Bible translations have a history of controversy. In the English speaking world, there would still be a large body of Christians that would view the King James Version as the only reliable, and in fact infallible, Bible translation.
There would be other prominent (and more mainstream) evangelical preachers who would flat out refuse to preach from the NIV. And increasingly, as more and more new translations, dynamic translations, transliterations and paraphrases fill bookshop shelves and Amazon listings, endorsements and denouncements resound ever more loudly from pulpits and blogs (sometimes with justification).
While Christians arguing online is never a pretty sight, the temperature of these discussions is totally understandable. We are, after all, talking about the word of God here. For Bible believing Christians, this book (or more accurately, collection of books) represents God’s most reliable and direct objective means of communication to us, his creatures, that we have available today. I think that it’s therefore quite encouraging that people actually take this book seriously enough to care whether our translations are up to scratch or being skewed by personal bias.
At Churchcentral, we’ve decided, for the first time, to dip our toes ever so slightly into these discussions. As leaders of the church, we do have concerns over some ‘translations’, but the main driving force behind this post is much simpler. We just want to make things easier for people attending our meetings.
As you’ll know, if you’ve been along to any of our sites on a Sunday morning that, as we preach from a Bible passage, we try to help you follow along by projecting that passage on to a screen. However, there has, up to this point, been no consistency as to which translation of the Bible is being used. Until now…
Brace yourselves, people, because we’re not going for the NIV! I know that will be a blow to some, as it’s the version of the Bible that many of us have grown up with and even memorised. If it’s any consolation, that version of the NIV (the 1984 edition is the one I have the strongest emotional connection to) has now been almost completely phased out online and replaced with a variety of new UK English, American English and easy to read versions.
We’ve also not gone for the ESV. This is a more literal translation, and we like it a lot. However, although it is easier to read than other literal translations like the KJV or NASB, it is still quite fond of sentences that last half a page and odd sentence structures (as those who joined our memorising Colossians project found out last year!)

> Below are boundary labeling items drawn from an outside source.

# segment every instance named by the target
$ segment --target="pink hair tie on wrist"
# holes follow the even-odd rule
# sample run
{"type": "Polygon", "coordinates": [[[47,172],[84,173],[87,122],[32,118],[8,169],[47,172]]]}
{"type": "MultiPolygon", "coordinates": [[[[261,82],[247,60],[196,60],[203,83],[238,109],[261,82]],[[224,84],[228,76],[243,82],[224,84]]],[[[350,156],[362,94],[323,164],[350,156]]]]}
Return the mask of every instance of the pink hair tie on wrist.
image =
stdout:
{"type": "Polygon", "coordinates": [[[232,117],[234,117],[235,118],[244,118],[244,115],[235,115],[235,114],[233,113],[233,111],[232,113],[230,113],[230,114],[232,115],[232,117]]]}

The Bible version we’re going to use each week in our preaching is the NLT- the New Living Translation. This is the sequel to the Living Translation, and while the original LT was a bit lightweight and, in my opinion, fluffy, the updated version is a vast improvement. Now, just to be upfront about this, this translation is not without its critics and we’re not claiming that this is the inerrant translation of God’s word or even that it’s the most accurate translation. However, as for striking a balance between readability (especially for people who are totally new to church and the Bible) and accuracy, we’ve decided to go with this one.
Let me be clear, it’s not that the people preaching will only use this version in their preparation. As a general rule, we would thoroughly recommend everyone who studies the Bible seriously to use multiple translations as no translation will ever fully capture the original message and we would certainly do this as we present God’s word to you on a Sunday morning.
There may also be times when we have to refer to a more accurate translation of a particular phrase in a sermon if the readability of the NLT has obscured the true meaning of the text (which it does on occasion). However, this would happen whichever version we use.
Now, I am aware that for some of you, this may still raise questions. I mean, this seems like a pretty major shift, you may say. If Babylon Bee (the satirical Christian site) doesn’t like it, maybe we shouldn’t either.
Well, I would understand these sort of concerns. This is the word of God after all. However, if it helps to calm fears of an imminent drift into apostasy and liberalism, it may be worth pointing out that Jonathan has been preaching from the NLT for the past 5 years! Hopefully, bringing things in line across the preaching team will stop confusion and also help the guests we bring to our services to engage more meaningfully with God’s powerful word.
If you’d like to buy a copy of the NLT, Amazon has a variety of versions available (all the same translation though), from as cheap as £4.51. (On Prime too! Bargain!) There are also several NLT Bible apps, ranging from free simple versions to more price-y study Bibles (£19.99-£39.99). We’d love to hear from anyone who has tried any of these, as to which to particularly recommend.